If you want a really boiled-down version of this, what it means is that in classical Greece the ability to read was relatively widespread, but it was also relatively unimportant. Education didn't mean literacy, and literacy didn't mean education. What we know of classical-era Greek education consistently emphasised oral and mnemonic abilities, and not reading/writing. No one needed literacy to live (except people who carved inscriptions for a living, and the like).

There's no hope of extracting figures from the data we have. We know literacy was widespread, but nearly all the evidence is anecdotal. But to confirm that it was indeed widespread, one piece of anecdata is the graffiti left by Greek mercenaries at Abu Simbel (Aswan, Egypt) in 593/592 BCE, which show evidence of at least nine distinct writers from a variety of places in the Greek world (Meiggs & Lewis, Greek historical inscriptions no. 7). On the other hand, the inscriptions are not copious or especially skilled: most of them are very short and simple. Were the people who wrote those ones 'literate'?

Here's a summary from a 2014 piece about Aristophanes' use of (il)literacy in a play that he staged in 414 BCE, by Carl Anderson and Keith Dix:

Those who believe that the city of Athens had achieved widespread literacy, at least by the end of the fifth century bce, have abundant evidence to support their view in Athenian drama, both in tragedy and comedy. Skeptics, on the other hand, have been able to qualify each instance of apparent reading or writing in drama so as to explain the evidence away.

That is, the lack of objectivity in the data (dramatic plays are a central piece of evidence!) means that there's no hope of reaching a quantitative answer.

We will take a different approach. We ask how Aristophanes uses literacy, or the lack thereof, to comic effect, and how his plays depict not the triumph of literacy at Athens, but rather suspicion of and resistance to it.

They illustrate this by looking at a scene in a comic play, the Birds, where two characters with an adversarial relationship claim authority for their position from a written oracle. Each makes various claims based on the scroll that they're carrying, which sounds like a nice advertisement for literacy, but whenever the other challenges a claim, the speaker simply says 'Take the scroll!' -- and they never do.

That encapsulates the kind of evidence we have. We know that there were lots of inscriptions, because we have thousands of them, and thre were lots and lots of books. But there's very often a lot of ambivalence over how these items were used. Even where someone is reading a document to themselves silently, the context uses aural/oral metaphors -- like in this excerpt from a Euripides play (Iphigeneia among the Taurians 760-763):

The things that are on the writings in the folds of the letter,
I shall tell you in speech, so that you can report everything to my friends.
For there is safety in that. If you keep the written text safe,
the writings will continue to speak silently.

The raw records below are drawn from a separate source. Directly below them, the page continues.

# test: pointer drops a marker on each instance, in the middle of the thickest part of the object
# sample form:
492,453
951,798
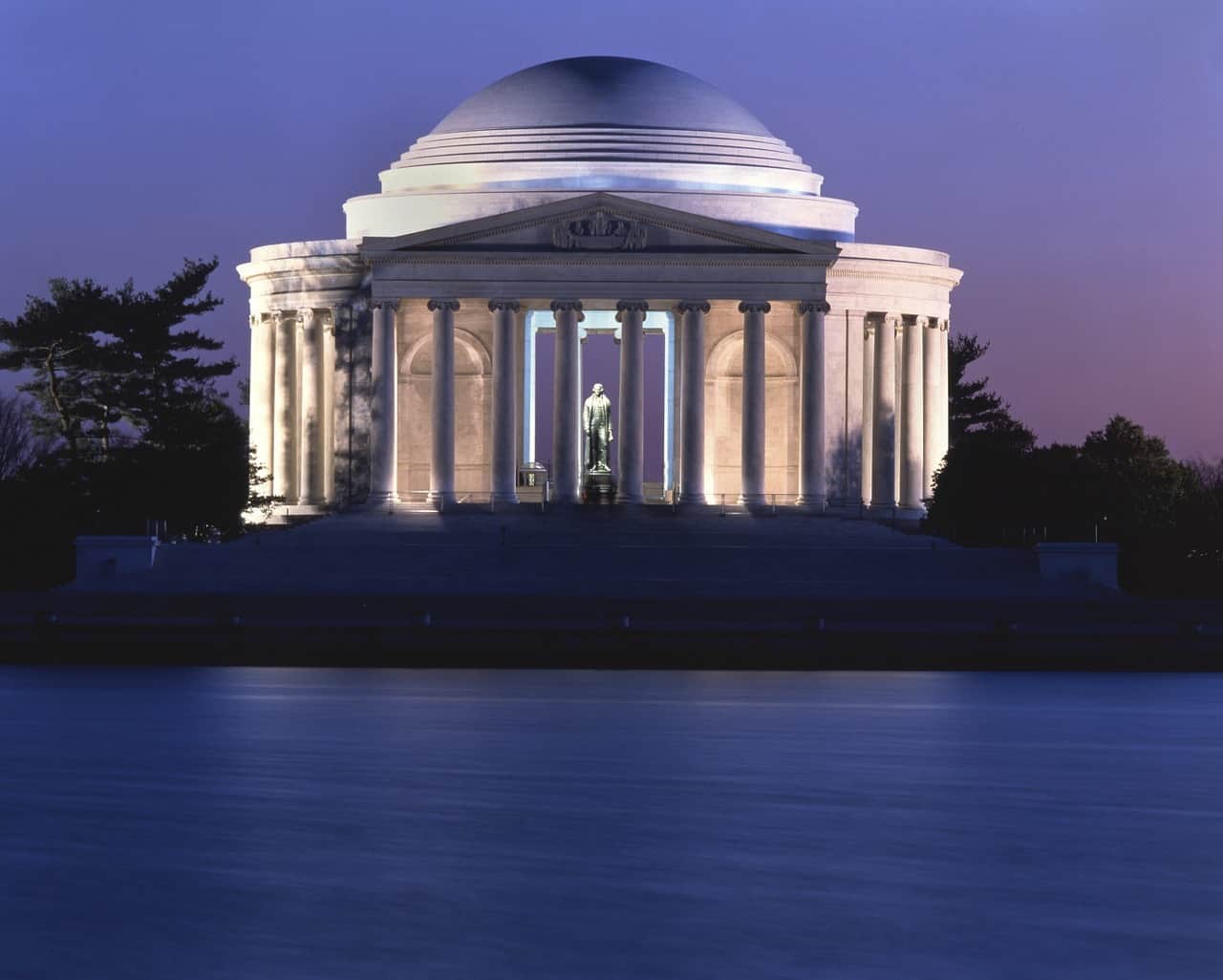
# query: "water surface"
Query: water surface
374,823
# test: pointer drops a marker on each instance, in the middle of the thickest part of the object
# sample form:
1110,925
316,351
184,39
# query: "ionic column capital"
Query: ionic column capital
630,306
568,306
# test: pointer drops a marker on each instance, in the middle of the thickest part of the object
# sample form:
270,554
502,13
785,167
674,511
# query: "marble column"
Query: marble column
567,411
931,359
310,347
752,432
812,475
912,415
632,424
383,405
693,401
504,481
883,482
262,414
331,325
441,469
284,455
869,329
943,427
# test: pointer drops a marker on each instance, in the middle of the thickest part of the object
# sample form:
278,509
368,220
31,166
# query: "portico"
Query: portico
805,369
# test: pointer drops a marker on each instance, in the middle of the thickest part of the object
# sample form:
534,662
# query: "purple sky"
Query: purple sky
1068,153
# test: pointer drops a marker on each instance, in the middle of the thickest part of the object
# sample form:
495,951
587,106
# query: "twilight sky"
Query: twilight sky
1066,153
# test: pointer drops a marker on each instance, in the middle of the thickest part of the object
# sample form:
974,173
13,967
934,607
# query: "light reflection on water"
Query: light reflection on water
368,823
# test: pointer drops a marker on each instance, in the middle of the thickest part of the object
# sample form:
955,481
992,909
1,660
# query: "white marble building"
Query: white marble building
599,193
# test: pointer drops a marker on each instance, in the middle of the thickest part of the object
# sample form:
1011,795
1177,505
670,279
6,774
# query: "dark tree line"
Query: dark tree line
118,421
997,486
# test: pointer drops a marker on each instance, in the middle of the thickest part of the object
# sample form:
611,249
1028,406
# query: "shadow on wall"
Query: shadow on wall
844,472
354,351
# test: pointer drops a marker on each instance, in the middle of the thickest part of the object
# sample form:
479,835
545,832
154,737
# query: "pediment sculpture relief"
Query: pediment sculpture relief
599,232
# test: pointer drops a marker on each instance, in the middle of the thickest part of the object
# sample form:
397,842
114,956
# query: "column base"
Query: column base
380,499
896,515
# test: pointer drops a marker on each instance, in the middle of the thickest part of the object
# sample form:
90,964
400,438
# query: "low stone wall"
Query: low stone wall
101,556
1079,563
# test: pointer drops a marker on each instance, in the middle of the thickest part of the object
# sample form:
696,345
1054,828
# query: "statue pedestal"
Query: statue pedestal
598,488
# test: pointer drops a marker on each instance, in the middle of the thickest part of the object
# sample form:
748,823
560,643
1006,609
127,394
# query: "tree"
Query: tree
1138,485
973,406
981,488
20,446
57,341
103,358
161,376
125,393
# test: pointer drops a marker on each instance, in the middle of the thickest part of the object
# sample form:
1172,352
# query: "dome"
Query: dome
602,92
616,125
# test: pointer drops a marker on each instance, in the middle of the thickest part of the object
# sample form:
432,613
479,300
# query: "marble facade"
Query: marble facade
397,363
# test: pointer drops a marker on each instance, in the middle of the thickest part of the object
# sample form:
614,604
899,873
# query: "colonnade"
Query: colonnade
292,357
904,403
568,402
904,408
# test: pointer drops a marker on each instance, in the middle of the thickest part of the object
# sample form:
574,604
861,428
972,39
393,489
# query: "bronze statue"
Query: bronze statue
597,427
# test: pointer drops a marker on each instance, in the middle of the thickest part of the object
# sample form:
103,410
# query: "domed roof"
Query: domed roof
601,92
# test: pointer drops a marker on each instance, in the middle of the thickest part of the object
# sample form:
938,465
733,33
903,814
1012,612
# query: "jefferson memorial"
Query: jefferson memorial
398,362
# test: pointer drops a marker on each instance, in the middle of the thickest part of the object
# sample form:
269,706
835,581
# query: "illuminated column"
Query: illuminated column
943,427
284,455
310,480
883,493
869,329
812,482
383,403
331,325
441,471
693,401
262,414
912,415
933,393
567,401
504,415
632,314
752,432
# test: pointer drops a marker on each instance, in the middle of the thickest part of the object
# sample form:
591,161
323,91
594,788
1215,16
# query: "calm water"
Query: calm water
318,823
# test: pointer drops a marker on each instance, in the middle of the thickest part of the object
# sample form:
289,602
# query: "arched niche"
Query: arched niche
723,416
474,415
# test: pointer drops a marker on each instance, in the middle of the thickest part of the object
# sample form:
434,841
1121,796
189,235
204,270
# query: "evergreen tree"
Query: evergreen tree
103,358
59,342
973,406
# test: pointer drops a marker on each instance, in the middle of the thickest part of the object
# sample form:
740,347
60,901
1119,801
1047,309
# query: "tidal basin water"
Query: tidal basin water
374,823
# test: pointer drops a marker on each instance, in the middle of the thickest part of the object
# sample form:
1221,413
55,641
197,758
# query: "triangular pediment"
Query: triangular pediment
601,225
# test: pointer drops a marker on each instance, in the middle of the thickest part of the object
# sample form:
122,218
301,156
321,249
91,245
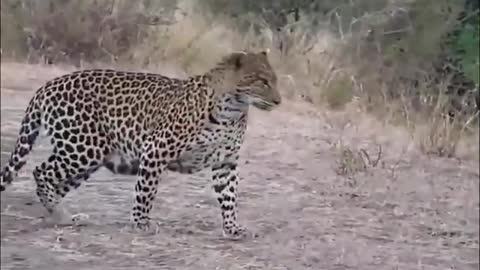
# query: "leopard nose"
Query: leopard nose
277,99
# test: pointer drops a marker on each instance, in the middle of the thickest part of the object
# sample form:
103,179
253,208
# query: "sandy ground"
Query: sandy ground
415,212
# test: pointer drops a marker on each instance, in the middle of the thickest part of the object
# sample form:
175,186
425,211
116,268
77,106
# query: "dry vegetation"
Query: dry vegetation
367,68
376,52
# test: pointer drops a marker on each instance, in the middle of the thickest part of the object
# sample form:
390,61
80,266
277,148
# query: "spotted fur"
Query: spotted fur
144,124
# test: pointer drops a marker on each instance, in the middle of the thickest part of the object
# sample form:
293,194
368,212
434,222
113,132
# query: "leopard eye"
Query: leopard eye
265,82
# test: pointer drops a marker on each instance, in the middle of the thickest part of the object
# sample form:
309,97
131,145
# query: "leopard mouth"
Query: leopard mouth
263,105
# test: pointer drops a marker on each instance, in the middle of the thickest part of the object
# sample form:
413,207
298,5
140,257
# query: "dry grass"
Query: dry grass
410,211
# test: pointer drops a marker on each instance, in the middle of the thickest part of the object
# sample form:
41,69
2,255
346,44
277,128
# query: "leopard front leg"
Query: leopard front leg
225,182
153,163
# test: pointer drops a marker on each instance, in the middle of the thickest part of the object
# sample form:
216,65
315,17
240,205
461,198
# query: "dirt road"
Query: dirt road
416,212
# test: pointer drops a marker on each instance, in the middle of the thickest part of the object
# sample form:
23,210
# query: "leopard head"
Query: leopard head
250,75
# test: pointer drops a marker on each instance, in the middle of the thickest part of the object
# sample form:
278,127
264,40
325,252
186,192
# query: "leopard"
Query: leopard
145,125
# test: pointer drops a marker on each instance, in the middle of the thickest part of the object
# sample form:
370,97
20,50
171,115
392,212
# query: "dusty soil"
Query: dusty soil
413,212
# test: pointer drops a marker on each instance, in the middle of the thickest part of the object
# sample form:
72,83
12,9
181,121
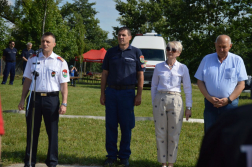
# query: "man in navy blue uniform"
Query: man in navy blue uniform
122,69
26,53
9,56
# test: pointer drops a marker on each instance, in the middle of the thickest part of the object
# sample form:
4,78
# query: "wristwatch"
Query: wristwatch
64,104
229,101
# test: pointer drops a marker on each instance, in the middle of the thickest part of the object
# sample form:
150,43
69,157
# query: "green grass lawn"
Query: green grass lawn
82,141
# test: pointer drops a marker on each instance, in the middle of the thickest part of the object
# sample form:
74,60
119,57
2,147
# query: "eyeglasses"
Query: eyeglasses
169,49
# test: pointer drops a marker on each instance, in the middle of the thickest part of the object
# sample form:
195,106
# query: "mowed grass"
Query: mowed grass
82,141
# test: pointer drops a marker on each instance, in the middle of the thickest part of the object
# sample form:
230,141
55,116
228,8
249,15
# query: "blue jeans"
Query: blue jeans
119,109
24,65
211,113
9,68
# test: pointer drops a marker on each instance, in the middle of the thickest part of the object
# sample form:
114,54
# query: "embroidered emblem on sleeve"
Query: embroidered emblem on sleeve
33,55
60,58
53,74
64,73
142,59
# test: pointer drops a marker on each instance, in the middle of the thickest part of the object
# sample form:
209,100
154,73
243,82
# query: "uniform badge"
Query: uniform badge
64,73
142,59
53,74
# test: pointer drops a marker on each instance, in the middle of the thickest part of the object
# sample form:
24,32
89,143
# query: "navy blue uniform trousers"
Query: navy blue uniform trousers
48,107
211,113
24,65
119,110
9,68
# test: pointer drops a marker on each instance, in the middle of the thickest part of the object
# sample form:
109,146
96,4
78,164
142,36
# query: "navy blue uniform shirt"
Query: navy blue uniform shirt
26,53
122,65
10,54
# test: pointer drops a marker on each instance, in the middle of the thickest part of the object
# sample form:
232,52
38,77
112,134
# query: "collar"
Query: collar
53,55
129,48
176,63
224,59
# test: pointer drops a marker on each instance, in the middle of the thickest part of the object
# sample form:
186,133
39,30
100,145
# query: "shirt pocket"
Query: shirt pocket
53,73
176,79
35,68
129,60
230,74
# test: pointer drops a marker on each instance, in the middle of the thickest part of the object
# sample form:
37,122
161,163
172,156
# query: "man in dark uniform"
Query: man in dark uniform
26,53
122,68
9,56
53,77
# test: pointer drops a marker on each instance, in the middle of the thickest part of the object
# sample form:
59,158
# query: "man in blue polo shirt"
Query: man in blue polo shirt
122,69
26,53
9,56
221,79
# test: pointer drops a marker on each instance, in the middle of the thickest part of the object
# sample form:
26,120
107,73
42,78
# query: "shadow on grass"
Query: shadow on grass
67,159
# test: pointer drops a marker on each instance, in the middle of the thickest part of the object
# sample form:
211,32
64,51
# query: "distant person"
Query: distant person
9,56
73,72
53,77
167,103
121,70
26,53
221,79
228,143
1,131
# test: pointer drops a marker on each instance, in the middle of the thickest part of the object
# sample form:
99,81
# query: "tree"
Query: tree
29,27
4,36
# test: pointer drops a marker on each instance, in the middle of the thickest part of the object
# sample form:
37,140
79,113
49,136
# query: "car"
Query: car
153,47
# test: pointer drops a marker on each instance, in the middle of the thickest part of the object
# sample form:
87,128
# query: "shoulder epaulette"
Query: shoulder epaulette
33,55
60,58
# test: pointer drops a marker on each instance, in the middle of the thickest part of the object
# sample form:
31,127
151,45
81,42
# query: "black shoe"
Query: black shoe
109,162
124,162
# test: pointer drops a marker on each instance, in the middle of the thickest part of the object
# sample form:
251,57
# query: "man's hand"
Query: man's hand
62,109
102,99
138,100
21,105
188,113
221,102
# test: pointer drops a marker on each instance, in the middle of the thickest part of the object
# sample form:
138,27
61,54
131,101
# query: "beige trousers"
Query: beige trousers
168,117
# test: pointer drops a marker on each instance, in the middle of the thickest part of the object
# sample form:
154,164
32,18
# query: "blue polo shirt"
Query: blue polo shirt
10,54
25,53
122,65
221,78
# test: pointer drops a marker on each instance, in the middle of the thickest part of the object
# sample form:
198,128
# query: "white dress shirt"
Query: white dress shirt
52,72
166,79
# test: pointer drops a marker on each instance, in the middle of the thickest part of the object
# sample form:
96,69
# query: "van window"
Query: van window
153,54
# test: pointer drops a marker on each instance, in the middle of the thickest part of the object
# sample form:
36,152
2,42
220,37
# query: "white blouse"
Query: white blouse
166,79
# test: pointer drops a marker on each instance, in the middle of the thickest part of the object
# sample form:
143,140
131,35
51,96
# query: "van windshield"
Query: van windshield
153,54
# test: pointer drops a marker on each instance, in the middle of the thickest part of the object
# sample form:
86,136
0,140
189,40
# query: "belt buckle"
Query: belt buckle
43,94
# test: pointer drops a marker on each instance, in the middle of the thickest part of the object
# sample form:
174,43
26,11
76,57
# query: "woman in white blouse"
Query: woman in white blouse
167,103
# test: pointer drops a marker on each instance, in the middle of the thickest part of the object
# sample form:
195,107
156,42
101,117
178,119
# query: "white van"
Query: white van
153,48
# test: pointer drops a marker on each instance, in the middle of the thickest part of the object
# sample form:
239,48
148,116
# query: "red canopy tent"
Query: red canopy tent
94,56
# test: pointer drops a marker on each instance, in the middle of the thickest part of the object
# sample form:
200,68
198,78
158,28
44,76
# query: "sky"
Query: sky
107,14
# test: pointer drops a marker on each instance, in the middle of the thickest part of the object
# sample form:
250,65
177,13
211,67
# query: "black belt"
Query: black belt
122,87
47,93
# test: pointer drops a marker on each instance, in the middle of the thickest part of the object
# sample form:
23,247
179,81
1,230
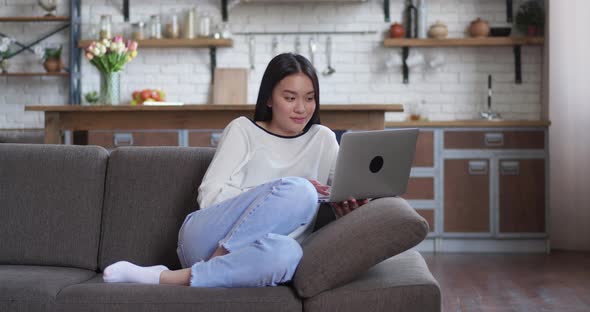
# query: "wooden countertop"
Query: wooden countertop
468,123
207,107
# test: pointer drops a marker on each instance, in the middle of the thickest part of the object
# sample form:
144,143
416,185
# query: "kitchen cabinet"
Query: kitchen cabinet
522,196
467,195
424,156
480,185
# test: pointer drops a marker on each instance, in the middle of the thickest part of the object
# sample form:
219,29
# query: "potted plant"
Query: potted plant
109,57
530,18
5,53
52,60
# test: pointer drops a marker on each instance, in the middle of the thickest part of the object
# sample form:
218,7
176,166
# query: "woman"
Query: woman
258,198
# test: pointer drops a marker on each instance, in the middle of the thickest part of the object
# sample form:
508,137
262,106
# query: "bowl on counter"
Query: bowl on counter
500,31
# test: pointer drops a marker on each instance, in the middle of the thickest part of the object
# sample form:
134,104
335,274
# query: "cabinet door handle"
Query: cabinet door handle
509,167
494,139
123,139
478,167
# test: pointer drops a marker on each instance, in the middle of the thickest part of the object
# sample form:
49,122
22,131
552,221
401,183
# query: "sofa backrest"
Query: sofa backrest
51,200
148,193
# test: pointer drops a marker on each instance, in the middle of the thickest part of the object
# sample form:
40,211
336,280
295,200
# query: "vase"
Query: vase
109,88
53,65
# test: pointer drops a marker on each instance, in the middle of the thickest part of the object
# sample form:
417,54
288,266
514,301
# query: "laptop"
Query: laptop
372,164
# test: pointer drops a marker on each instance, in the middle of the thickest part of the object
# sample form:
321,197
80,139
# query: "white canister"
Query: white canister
189,24
205,25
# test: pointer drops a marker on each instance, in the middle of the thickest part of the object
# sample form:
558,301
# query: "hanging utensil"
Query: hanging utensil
252,51
329,70
312,49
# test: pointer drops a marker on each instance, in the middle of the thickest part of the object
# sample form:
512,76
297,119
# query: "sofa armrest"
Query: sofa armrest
347,247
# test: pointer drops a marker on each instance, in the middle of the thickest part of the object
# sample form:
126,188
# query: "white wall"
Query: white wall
457,92
569,111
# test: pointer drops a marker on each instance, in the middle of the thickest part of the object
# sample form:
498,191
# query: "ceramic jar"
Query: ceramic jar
53,65
438,31
397,31
479,28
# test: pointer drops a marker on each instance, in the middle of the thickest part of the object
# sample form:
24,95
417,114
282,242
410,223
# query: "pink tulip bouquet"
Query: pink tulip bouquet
110,56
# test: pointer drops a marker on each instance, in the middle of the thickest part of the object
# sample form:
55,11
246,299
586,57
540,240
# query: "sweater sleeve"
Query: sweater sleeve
230,156
332,154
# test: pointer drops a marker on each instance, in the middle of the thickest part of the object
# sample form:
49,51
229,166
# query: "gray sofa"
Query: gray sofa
66,212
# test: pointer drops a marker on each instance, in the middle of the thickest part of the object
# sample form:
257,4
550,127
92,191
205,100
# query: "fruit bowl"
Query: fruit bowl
147,95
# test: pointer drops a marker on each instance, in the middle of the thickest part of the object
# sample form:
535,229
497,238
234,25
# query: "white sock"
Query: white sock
127,272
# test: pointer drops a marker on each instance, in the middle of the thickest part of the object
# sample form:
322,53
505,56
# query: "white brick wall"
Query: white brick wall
457,91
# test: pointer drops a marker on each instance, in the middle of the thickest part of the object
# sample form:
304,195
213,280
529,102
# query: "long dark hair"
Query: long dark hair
280,67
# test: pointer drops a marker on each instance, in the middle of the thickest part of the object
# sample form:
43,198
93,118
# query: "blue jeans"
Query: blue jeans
252,227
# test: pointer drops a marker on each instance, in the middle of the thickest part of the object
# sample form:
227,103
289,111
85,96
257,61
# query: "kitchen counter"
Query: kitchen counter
468,124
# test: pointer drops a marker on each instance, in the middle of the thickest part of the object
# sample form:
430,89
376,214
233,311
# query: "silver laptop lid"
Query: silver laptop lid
373,164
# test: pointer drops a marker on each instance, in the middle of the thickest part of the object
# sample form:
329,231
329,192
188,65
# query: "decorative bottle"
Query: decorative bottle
411,15
422,19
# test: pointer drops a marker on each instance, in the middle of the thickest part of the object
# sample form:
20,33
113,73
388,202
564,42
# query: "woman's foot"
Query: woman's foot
127,272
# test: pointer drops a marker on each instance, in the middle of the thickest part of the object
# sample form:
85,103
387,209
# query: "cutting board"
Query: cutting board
230,86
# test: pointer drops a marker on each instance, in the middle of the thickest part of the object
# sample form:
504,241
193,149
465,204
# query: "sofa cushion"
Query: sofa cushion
402,283
149,191
34,288
51,204
95,295
347,247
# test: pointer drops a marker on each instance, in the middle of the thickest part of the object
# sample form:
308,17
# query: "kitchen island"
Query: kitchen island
70,123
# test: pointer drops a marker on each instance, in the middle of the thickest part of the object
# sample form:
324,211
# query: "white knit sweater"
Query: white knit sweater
248,155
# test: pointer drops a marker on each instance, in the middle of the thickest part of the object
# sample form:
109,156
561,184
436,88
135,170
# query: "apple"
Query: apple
146,94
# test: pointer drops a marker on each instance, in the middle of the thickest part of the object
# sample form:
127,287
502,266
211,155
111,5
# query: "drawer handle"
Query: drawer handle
478,167
123,139
494,139
509,167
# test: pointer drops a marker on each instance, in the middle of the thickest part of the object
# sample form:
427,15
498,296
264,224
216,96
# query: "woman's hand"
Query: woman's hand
343,208
321,188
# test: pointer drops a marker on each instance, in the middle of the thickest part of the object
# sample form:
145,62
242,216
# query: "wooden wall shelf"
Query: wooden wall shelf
175,43
40,19
515,42
62,74
210,43
464,42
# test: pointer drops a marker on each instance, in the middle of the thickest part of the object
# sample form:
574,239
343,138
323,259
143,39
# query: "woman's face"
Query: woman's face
293,105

I can't give an answer in relation to Roman literacy, except that I'd assume higher literacy rates and also a greater importance to reading and writing. For further reading, William Harris' Ancient literacy (Harvard, 1989) is still solid but is missing a lot of more recent developments in how we look at literacy; Rosalind Thomas' Literacy and orality in ancient Greece (Cambridge, 1992) is a fundamental text. The Anderson and Dix piece I quoted above comes from Ruth Scodel (ed.), Between orality and literacy: communication and adaptation in antiquity (Brill, 2014).